Among an outpouring of tributes and condolences following the recent death of Sandra Lockhart, a dedicated advocate for Indigenous rights in the North and across Canada, many messages shared a common theme: she was boundlessly passionate about making a difference.
Originally from Mistawasis First Nation in Saskatchewan, Lockhart later moved to Lutsel K’e. She was married to former Lutsel K’e chief Felix Lockhart.
She then relocated to Yellowknife.
In both communities, she left an enduring impact, and touched the lives of many.
Jack Bourassa, regional executive vice-president at the Public Service Alliance of Canada (PSAC) North, was one of them.
The pair first met in 2009, when Lockhart joined PSAC North’s Indigenous People’s Committee, a branch of the union that works to educate, empower and unite Indigenous members to take action on human rights issues. There, Lockhart became a committed champion of Indigenous rights in the workforce.
“She was a very determined, dogged individual,” recalled Bourassa in an interview with Yellowknifer, adding there aren’t enough words to “adequately sum up how I feel about her.”
Bourassa said Lockhart was “very passionate” about Indigenous rights, particularly issues faced by Indigenous women, calling it the “central focus of her passion.”
But, Bourassa said, her advocacy work didn’t stop at championing Indigenous rights.
“Her thing was about fair – what’s really fair? So there were a lot of people who weren’t getting a fair shake and she worked on campaigns related to racially visible people, the Pride community, and access issues,” said Bourassa.
“She was just an advocate for the underdog,” he said.
At a community discussion held in Ndilo in 2013, following Idle No More protests, Lockhart was there, joining the talk on protecting land and water from resource extraction.

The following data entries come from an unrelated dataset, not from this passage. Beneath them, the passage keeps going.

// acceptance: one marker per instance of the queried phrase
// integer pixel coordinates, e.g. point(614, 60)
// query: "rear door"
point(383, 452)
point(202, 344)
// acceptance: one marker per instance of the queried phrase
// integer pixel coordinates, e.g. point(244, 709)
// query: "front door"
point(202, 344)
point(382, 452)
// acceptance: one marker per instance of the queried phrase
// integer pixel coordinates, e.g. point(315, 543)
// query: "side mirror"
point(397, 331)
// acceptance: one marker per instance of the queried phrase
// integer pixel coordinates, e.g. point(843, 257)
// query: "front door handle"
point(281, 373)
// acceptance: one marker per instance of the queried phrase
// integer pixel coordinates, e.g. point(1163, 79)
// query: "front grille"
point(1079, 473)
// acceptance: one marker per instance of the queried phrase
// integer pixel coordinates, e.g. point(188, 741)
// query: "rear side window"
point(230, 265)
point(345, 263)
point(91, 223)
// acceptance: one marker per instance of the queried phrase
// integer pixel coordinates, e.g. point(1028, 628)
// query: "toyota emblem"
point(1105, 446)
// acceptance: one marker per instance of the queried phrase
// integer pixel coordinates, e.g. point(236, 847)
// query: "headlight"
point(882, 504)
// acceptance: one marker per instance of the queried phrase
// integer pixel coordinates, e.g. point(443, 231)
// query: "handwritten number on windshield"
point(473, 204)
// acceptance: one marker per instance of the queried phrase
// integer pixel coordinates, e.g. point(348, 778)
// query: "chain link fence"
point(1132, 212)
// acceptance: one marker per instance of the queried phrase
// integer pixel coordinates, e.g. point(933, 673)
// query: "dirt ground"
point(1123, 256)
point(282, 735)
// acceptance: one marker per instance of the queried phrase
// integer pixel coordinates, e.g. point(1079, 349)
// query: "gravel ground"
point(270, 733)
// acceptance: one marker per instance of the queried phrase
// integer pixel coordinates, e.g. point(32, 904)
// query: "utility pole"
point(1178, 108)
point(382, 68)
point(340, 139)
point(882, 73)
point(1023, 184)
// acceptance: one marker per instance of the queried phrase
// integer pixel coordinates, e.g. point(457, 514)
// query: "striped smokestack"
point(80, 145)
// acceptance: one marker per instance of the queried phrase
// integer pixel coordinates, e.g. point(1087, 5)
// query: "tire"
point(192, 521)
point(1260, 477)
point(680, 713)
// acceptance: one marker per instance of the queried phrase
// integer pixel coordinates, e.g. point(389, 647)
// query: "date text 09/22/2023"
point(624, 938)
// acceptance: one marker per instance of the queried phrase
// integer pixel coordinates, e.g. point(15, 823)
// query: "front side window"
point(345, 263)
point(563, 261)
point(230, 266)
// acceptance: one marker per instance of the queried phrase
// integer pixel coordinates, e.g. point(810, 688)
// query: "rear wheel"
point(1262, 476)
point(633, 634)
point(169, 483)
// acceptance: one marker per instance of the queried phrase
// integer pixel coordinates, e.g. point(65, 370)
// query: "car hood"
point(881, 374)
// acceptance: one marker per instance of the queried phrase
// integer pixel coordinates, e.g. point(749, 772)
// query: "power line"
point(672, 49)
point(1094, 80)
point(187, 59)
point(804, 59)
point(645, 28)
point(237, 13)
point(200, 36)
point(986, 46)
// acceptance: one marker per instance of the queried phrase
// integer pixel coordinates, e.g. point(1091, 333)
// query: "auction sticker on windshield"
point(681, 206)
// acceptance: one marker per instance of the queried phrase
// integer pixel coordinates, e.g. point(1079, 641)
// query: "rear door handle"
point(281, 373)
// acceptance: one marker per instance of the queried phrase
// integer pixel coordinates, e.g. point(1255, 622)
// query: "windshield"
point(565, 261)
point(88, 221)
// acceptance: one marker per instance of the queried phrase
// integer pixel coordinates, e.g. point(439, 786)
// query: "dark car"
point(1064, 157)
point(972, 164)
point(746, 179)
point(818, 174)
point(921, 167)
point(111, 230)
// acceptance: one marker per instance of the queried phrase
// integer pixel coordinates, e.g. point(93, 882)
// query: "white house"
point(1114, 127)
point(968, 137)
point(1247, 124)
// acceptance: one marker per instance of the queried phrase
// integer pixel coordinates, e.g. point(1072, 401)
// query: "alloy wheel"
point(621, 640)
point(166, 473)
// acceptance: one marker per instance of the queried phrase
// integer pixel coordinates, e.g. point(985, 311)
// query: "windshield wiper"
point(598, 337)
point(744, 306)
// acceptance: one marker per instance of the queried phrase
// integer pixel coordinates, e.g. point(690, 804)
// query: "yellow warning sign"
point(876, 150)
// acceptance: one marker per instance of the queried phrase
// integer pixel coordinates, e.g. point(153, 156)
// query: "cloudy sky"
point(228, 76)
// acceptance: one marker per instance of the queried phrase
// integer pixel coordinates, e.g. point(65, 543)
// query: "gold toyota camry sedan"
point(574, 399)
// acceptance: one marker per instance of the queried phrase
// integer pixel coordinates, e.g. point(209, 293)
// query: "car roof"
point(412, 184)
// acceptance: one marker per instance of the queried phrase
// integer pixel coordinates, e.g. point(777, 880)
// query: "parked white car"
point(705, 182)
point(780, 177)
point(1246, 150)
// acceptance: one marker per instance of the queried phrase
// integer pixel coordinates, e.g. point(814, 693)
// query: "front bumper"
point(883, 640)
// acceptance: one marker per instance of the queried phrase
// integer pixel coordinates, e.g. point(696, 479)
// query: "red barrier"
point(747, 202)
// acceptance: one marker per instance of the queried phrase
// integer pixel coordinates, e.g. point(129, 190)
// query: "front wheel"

At a vigil for Mariella Lennie in 2012, Lockhart was there, joining a chorus of growing calls demanding an inquiry into missing and murdered Indigenous women.
The same year, Lockhart, who worked as an Aboriginal wellness co-ordinator at Stanton Territorial Health Authority, brought Northern health concerns to Ottawa, alongside community advocate Arlene Hache.
“The North will miss her! Canada and the world will miss her! Her sphere of influence was huge and impactful,” wrote Hache in a public Facebook post.
Last year, at a Yellowknife rally protesting the acquittal of a white farmer from Saskatchewan who shot and killed Colten Boushie, a young Indigenous man, Lockhart was there, again using her voice to spur change.
But it was a voice she didn’t always have. Lockhart, a survivor of severe abuse who once lived on the streets in the throes of addiction, told CBC North in 2015 she had to find her own way of looking at the world after being told how to think and live for years by agents of colonialism.
Years after pushing for an inquiry, Lockhart used her voice to tell her own story of trauma and resilience at a hearing held in Yellowknife last year.
Beyond Sandra the advocate, Jack Bourassa has found memories of what Lockhart was like as a person, including her notoriously bright smile.
“As soon as she walked into a room she commanded people’s attention. People knew she was there,” he said.
“Sandra is legendary, she will not soon be forgotten,” added Bourassa.
“If I could only say one thing, it would Mahsi Cho.”
A visitation for Lockhart was held in Yellowknife on Thursday.